Even if you were born in the 21st century or 1930 you should really understand the greatness of this car. Just look at it. It is like a wedge-shaped warfighter plan, with the mission of pushing itself through the arriving air at maximum speed.
It is not made to crawl on the streets in the city in 50 kilometers per hour, it should travel from coast to coast, in any country, as fast as possible.
It should really stretch every little connecting rod and make the spark plugs smack with their little flashes. The speed should tell everyone around that these twelve cylinders from northern Italy are not to play with.
It will cleave air atoms as it pushes itself down the road at 200 km/h on the broad highways of the United States or roar at a downshift and overrun on the winding roads of the Alps, when the top of the mountain is to be defeated.
What a car!
I crawl in, close the door and sit fixed in the driver’s seat. The cockpit feels pretty new but is over 40 years old. Here in the Countache, Timo has sat when he dusted the roads of the Gumball 3000 competition diligently.
The blue mocha interior could probably tell a bunch of stories about what have happened with this car. Stories of all kind over the years since the car left the factory.
The steering wheel feels perfectly in the hand and it is difficult not to press the buttons or knobs in the car.
The Countach on the carrier
I have really hard to understand how they have managed to get the gearbox, which lies between the two chairs, and the V12 in this massive sports car. This car is a high-level Tetris of the time.
Shovels the scissors door and hears the hydrals working to get the door to the top, fresh air seeps into the cabin again.
Running a smooth, beautiful and credible way out of this car is a challenge. It would be so much easier if a passenger could give me a push in the back.
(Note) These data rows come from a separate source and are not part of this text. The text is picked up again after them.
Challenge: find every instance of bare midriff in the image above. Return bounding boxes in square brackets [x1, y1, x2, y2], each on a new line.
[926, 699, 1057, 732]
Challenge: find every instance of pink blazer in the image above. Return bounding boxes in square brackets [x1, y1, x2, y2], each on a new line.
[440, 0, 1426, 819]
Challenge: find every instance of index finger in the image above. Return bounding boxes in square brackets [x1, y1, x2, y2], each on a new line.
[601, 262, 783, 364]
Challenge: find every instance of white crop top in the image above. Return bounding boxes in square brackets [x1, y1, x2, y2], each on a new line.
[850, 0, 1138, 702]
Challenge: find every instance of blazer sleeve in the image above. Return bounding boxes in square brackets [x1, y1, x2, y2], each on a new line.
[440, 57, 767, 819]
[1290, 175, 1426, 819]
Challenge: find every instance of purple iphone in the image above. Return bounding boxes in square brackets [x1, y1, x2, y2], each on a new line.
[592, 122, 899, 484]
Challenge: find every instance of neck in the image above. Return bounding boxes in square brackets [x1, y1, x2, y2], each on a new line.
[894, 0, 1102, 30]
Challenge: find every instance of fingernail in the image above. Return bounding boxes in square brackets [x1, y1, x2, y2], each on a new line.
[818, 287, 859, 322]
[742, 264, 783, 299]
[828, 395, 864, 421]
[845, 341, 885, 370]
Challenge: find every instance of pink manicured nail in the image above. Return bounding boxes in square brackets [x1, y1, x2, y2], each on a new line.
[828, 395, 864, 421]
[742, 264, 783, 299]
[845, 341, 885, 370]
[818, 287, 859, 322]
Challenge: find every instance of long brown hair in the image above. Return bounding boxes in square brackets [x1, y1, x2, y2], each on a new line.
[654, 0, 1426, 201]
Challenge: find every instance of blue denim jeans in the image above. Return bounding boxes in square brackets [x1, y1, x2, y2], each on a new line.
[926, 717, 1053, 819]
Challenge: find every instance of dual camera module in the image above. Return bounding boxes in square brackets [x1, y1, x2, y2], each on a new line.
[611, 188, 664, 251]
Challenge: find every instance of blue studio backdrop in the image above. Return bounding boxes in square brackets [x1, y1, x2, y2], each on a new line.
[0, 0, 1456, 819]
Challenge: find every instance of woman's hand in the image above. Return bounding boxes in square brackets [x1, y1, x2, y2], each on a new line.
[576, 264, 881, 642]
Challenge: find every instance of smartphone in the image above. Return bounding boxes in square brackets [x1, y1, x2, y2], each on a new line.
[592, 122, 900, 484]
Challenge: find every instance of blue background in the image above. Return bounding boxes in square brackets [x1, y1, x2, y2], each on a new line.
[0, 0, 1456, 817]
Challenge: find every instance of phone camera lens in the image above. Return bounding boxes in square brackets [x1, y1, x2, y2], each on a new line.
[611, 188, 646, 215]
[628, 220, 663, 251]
After a bit of shaking, a little sliding and a bit of trixing, I finally stand up with a leg bend’s help.
After to short of a time the garage doors pops up and Timo and his friends are back. It feels I didnt have no time at all to photograph the cars.
We help to push out the magnificent icon car to the carrier. I had wanted to hear the 394 horsepower start and wanted to stay in the garage the whole week out. Timo assured me that there will be more opportunities.
The white unicorn disappears on the carrier over the same hill where Timo previously printed the air with the Murcielago.
What happen to the Jarama?
In the car on the way home to Stockholm, after having socialized with at least hundred cylinders, fantastic shapes and a lot of car history, it strikes me:
The Jarama! Damn, I didn’t spend more than two minutes with it, before all the other Italian sirens started singing for me and I was seduced.
Hmmm, I leave it for next time when I visit the Lamborghini Cocktail.
Thank you Timo for letting me hang around with your precious rarities.